Mit genauerer Kenntnis der marxistischen Theorie hätten die kubanischen Revolutionäre viele ihrer zu Beginn des Guerilla­kampfes gegen die Batista-Diktatur gemachten Fehler vermeiden können, räumte Che in dem Artikel ein. Zugleich stellt er aber fest, dass sie letztlich lediglich die vom Wissenschaftler Marx beschriebenen Entwicklungsgesetze erfüllt hätten: »Die Gesetze des Marxismus sind präsent in den Ereignissen der Kubanischen Revolution, unabhängig davon, ob sich ihre Anführer zu ihnen bekennen oder sie diese Gesetze aus theoretischer Sicht genau kennen.«

Marx und Engels haben es den progressiven Kräften in Lateinamerika allerdings auch nicht leicht gemacht, wie Che in seinem Artikel andeutete. So hatte Marx für den bis heute als Befreier Südamerikas von der spanischen Kolonialherrschaft verehrten Simón Bolívar (1783–1830) wenig übrig.
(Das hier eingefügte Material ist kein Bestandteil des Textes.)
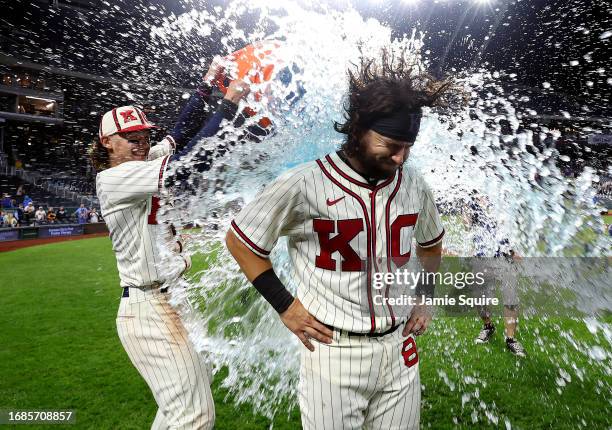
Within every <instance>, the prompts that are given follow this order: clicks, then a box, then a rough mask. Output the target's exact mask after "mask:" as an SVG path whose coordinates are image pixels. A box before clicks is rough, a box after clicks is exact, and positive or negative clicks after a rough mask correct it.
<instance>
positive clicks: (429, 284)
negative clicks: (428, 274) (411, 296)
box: [416, 242, 442, 297]
mask: <svg viewBox="0 0 612 430" xmlns="http://www.w3.org/2000/svg"><path fill="white" fill-rule="evenodd" d="M416 253H417V258H418V259H419V262H420V263H421V267H423V271H424V272H425V273H436V272H437V271H438V270H440V262H441V261H442V242H440V243H437V244H436V245H434V246H432V247H429V248H423V247H421V246H419V245H417V249H416ZM435 287H436V285H435V282H433V279H430V277H429V276H426V277H425V279H423V278H421V280H420V282H419V284H418V285H417V287H416V295H417V296H427V297H433V296H434V291H435Z"/></svg>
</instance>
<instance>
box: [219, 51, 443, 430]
mask: <svg viewBox="0 0 612 430" xmlns="http://www.w3.org/2000/svg"><path fill="white" fill-rule="evenodd" d="M393 64H394V63H393V61H391V60H390V59H389V56H388V55H383V59H382V67H376V66H375V65H374V62H373V61H371V60H365V59H362V62H361V65H360V67H359V69H358V71H357V73H351V72H349V79H350V87H349V102H348V105H347V106H346V121H345V123H344V124H336V127H335V128H336V130H337V131H339V132H341V133H344V134H346V135H347V138H346V141H345V142H344V143H343V145H342V146H341V149H340V150H339V151H338V152H335V153H332V154H329V155H327V156H325V157H323V158H321V159H319V160H316V161H313V162H309V163H306V164H303V165H300V166H298V167H296V168H293V169H291V170H289V171H288V172H286V173H285V174H283V175H281V176H280V177H279V178H277V179H276V180H275V181H274V182H272V183H271V184H269V185H268V186H267V187H266V188H265V189H264V190H263V191H262V192H261V193H260V194H259V195H258V196H257V197H256V198H255V199H254V200H253V201H252V202H251V203H250V204H248V205H246V207H244V208H243V210H242V211H241V212H240V213H239V214H238V216H237V217H236V218H235V219H234V221H233V222H232V225H231V229H230V230H229V231H228V233H227V239H226V243H227V246H228V249H229V251H230V252H231V254H232V255H233V256H234V258H235V259H236V261H237V262H238V264H239V265H240V267H241V269H242V271H243V272H244V274H245V275H246V277H247V278H248V280H249V281H251V282H252V283H253V285H254V287H255V288H256V289H257V290H258V291H259V292H260V293H261V294H262V295H263V296H264V298H265V299H266V300H267V301H268V302H269V303H270V304H271V305H272V306H273V307H274V309H275V310H276V311H277V312H278V313H279V315H280V319H281V320H282V322H283V323H284V324H285V325H286V326H287V328H288V329H289V330H290V331H291V332H293V334H295V335H296V336H297V337H298V338H299V339H300V341H301V342H302V343H303V345H304V347H305V348H303V349H302V350H301V365H300V385H299V390H298V391H299V403H300V409H301V413H302V424H303V427H304V428H305V429H334V428H336V429H338V428H351V429H361V428H372V429H400V428H401V429H407V428H410V429H413V428H418V427H419V419H420V399H421V386H420V382H419V370H418V369H419V363H418V361H419V360H418V352H417V346H416V340H415V336H418V335H420V334H422V333H423V332H424V331H425V330H426V329H427V325H428V324H429V322H430V320H431V314H430V311H429V309H427V307H426V306H424V305H419V304H417V305H415V306H414V307H411V308H410V307H408V308H404V313H403V314H400V313H398V312H395V311H394V309H393V308H392V307H390V306H389V307H387V306H379V307H377V306H376V304H375V303H374V295H375V294H376V291H375V290H374V289H373V276H374V275H375V274H376V273H389V272H395V271H396V270H397V269H399V268H401V267H403V266H405V265H406V264H407V263H408V261H409V259H410V258H411V254H412V251H413V250H414V251H416V255H417V257H418V258H419V260H420V261H421V264H422V266H423V268H424V270H426V271H428V272H435V271H437V270H438V268H439V264H440V258H441V250H442V237H443V235H444V228H443V227H442V223H441V221H440V216H439V214H438V211H437V209H436V205H435V203H434V198H433V195H432V193H431V191H430V189H429V187H428V186H427V184H426V183H425V181H424V180H423V178H422V177H421V176H420V175H419V174H418V173H417V172H416V171H414V170H413V169H411V168H408V167H406V166H404V162H405V161H406V159H407V157H408V155H409V152H410V148H411V147H412V145H413V144H414V142H415V139H416V137H417V133H418V129H419V125H420V120H421V108H422V107H424V106H434V105H436V104H438V102H439V101H440V100H441V98H442V96H443V95H444V94H446V93H447V92H448V90H449V89H450V84H449V83H448V82H436V81H434V80H433V79H432V78H430V77H428V76H423V75H416V74H414V73H413V72H414V71H413V70H411V69H410V68H409V67H408V66H407V63H406V62H403V61H399V62H397V63H396V64H398V66H393ZM281 236H286V237H287V239H288V249H289V258H290V260H291V262H292V268H293V272H292V278H293V279H295V281H296V283H297V297H296V298H294V297H293V296H292V295H291V293H290V292H289V291H288V290H287V289H286V288H285V286H284V285H283V284H282V282H281V281H280V280H279V278H278V277H277V276H276V275H275V273H274V269H273V268H272V264H271V262H270V260H269V259H268V257H269V255H270V252H271V250H272V248H273V247H274V246H275V245H276V243H277V240H278V239H279V238H280V237H281ZM413 239H415V240H416V246H414V245H413V243H412V242H413ZM420 288H421V289H422V291H418V294H427V295H430V294H431V293H432V292H431V288H426V289H424V288H423V286H420ZM425 290H427V291H425ZM418 302H420V300H417V303H418Z"/></svg>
In einem Brief an Friedrich Engels (1820–1895) vom 14. Februar 1858 bezeichnete er Bolívar als »den feigsten, gemeinsten, elendesten Lump« (Karl Marx/Friedrich Engels: Werke, Band 29, Seite 280). Auslöser für das Schreiben waren Einwände, die der US-amerikanische Verleger Charles Dana (1819–1897) gegen Marx’ Artikel über »Bolivar y Ponte« in der »New American Cyclopaedia« erhoben hatte. Darin heißt es etwa über Bolívar: »Aber wie die meisten seiner Landsleute war er jeder länger währenden Anstrengung abgeneigt, und seine Diktatur artete bald in eine Militäranarchie aus…« (MEW, Band 14, Seite 219). Und die Annexion weiter Teile Mexikos durch die USA fand in Marx und Engels ebenfalls Fürsprecher. So schrieb Engels am 15. Februar 1849 in der Neuen Rheinischen Zeitung: »Ist es etwa ein Unglück, dass das wundervolle Kalifornien den faulen Mexikanern entrissen wurde, die nichts damit anzufangen wussten?« (MEW, Band 6, Seite 273).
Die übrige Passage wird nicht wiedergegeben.